Re: How to handle gz files fetched with IdHTTP?


2008-06-05 01:17:45 PM
delphi110
Bo Berglund writes:
Quote
On Wed, 04 Jun 2008 23:18:23 +0200, Stig Johansen <XXXX@XXXXX.COM>
writes:

>Bo Berglund writes:
>>Well, that might be good to know if one is to go deep into the
>>compression mystery, but all I want to do is to use an IdHTTP
>>component to retrieve the name.xml.gz files and have them converted to
>>xml so I can then process the contents...
>
>There is not much of mystery in there.
>The tGZipFirstHeader definition is the _fixed_ part of a gzip file as
>defined in the previous mentioned rfc.
>So i read the fixed part, an afterwards the variable part, and _then_ the
>compressed data block into "compressedstr" (a string in my example)
>It should be the same whether data comes from a file or IdHTTP. (I use
>synapse, so i don't know idHTTP).

But I have a single downloaded file on my disk so there are no
separate parts to "load". I just want to subject the *file* to the
decormpression and all I get is a "data error".
I also googled a discussion about just this where they talked about
setting some values in the constructor of the object like this:
I am not clear enough, i can see.
If i rewind my memory, we had this strange browser (IE) wich only supported
deflate, and not gzip.
On the other hand we had the other browsers, which supported gzip, but not
deflate.
I needed to support both, so thats where my jurney started.
I discovered that deflate was 'just' the compressed data without the
headers.
And gzip was just the compressed/deflated data with header and checksum.
So you can look at gzip roughly as:
gzip := header + compressed_data + trailer.
So when you do this (from your other post):
  Res?= IdHTTP1.Get('tv.swedb.se/xmltv/channels.xml.gz');
Your Res contains the above construction.
What i am talking about is basically to exctract the compressed_data part
from the file/string/stream.
Quote
TZDecompressionStream.Create(TFileStream.Create(gzfile,
fmOpenRead),12+32);
It looks like some hardcoded sizes of the header data.
The problem is that the header can contain variable parts, so you can't be
sure where exactly the compressed_part starts in the file/string/stream.
Quote

ZReceiveFromBrowser does not exist in any of my two downloaded copies
of ZlibEx.pas...

Thinking about it, it may very well be my own addition to implement
decompression of deflate, but here it is:
.....
function ZReceiveFromBrowser(const s: string) : string;
var outBuf: Pointer; outBytes: Integer;
begin
ZDecompress2(pointer(s), length(s), outBuf, outBytes, 0);
SetLength(result, outBytes);
Move(pointer(outBuf)^, pointer(result)^, outBytes);
FreeMem(outBuf);
end;
.....
Quote
>My things are from about 2002, but i think i had a hard time back then,
>figuring things out.

Seems like the same is true 6 years later...
Yes but i downloaded this from your other post:
<tv.swedb.se/xmltv/channels.xml.gz>
And it decompresses fine with my programs as mentioned, so the data is
correct.
This is still on Linux which uses native zlib library.
--
Best regards
Stig Johansen
 
 

Re: How to handle gz files fetched with IdHTTP?

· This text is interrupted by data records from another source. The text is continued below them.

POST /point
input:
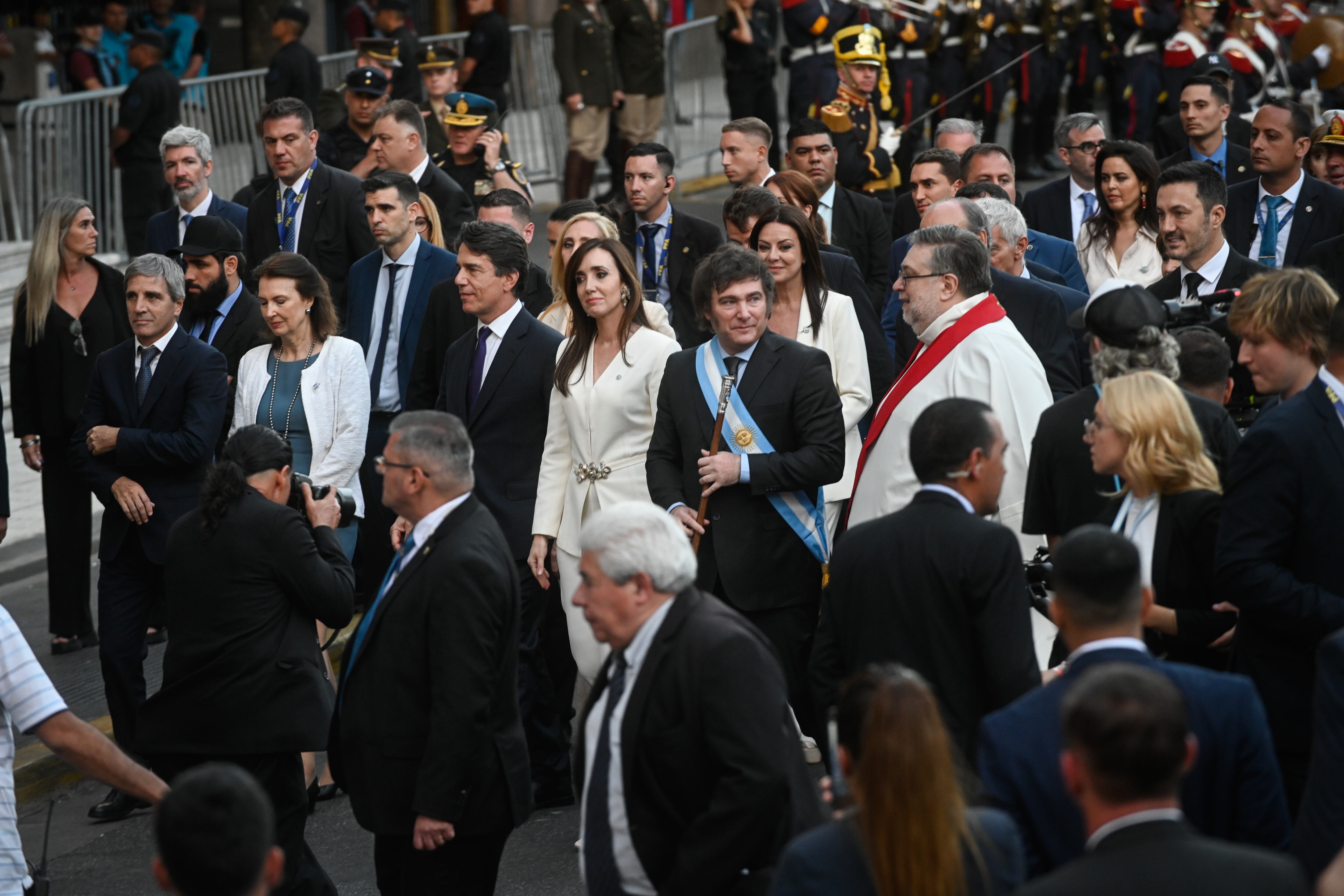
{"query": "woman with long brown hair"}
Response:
(910, 832)
(603, 410)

On Wed, 4 Jun 2008 18:12:37 -0700, "Remy Lebeau \(TeamB\)"
<XXXX@XXXXX.COM>writes:
Quote

"Bo Berglund" <XXXX@XXXXX.COM>writes
news:XXXX@XXXXX.COM...

>The actual URL for my test file (there are others from the same source)
>is:
>tv.swedb.se/xmltv/channels.xml.gz

Even though the URL looks like a .gz file, the server is actually delivering
a plain .xml file that is gzip-compressed dynamically as it is being
downloaded. So TIdHTTP in Indy 10 can decompress the file automatically for
you. Simply assign a TIdCompressorZLib component to the TIdHTTP.Compressor
property before calling TIdHTTP.Get().

This sounds like *exactly* what I want to do, but then in BDS2006 I
got into trouble immediately...
1) There is no component named TIdCompressorZLib
2) I found one named TIdCompressorZLibEx so I put this on my form
3) Now I get a bunch of errors:
[Pascal Error] IdZLib.pas(1224): E1026 File not found: 'adler32.obj'
[Pascal Error] IdZLib.pas(1225): E1026 File not found: 'compress.obj'
[Pascal Error] IdZLib.pas(1226): E1026 File not found: 'crc32.obj'
[Pascal Error] IdZLib.pas(1227): E1026 File not found: 'deflate.obj'
[Pascal Error] IdZLib.pas(1228): E1026 File not found: 'infback.obj'
[Pascal Error] IdZLib.pas(1229): E1026 File not found: 'inffast.obj'
[Pascal Error] IdZLib.pas(1230): E1026 File not found: 'inflate.obj'
[Pascal Error] IdZLib.pas(1231): E1026 File not found: 'inftrees.obj'
[Pascal Error] IdZLib.pas(1232): E1026 File not found: 'trees.obj'
[Pascal Error] IdZLib.pas(1233): E1026 File not found: 'uncompr.obj'
[Pascal Error] IdZLib.pas(1234): E1026 File not found: 'zutil.obj'
These files are mentioned in IdZlib in comments looking like this:
{$L adler32.obj}
{$L compress.obj}
{$L crc32.obj}
{$L deflate.obj}
{$L infback.obj}
{$L inffast.obj}
{$L inflate.obj}
{$L inftrees.obj}
{$L trees.obj}
{$L uncompr.obj}
{$L zutil.obj}
I made a search from the top of my BDS2006 installation for
adler32.obj but it is not there..
So what do I do now? My Indy is what came with BDS2006 (10.1.5).
/BoB
 

Re: How to handle gz files fetched with IdHTTP?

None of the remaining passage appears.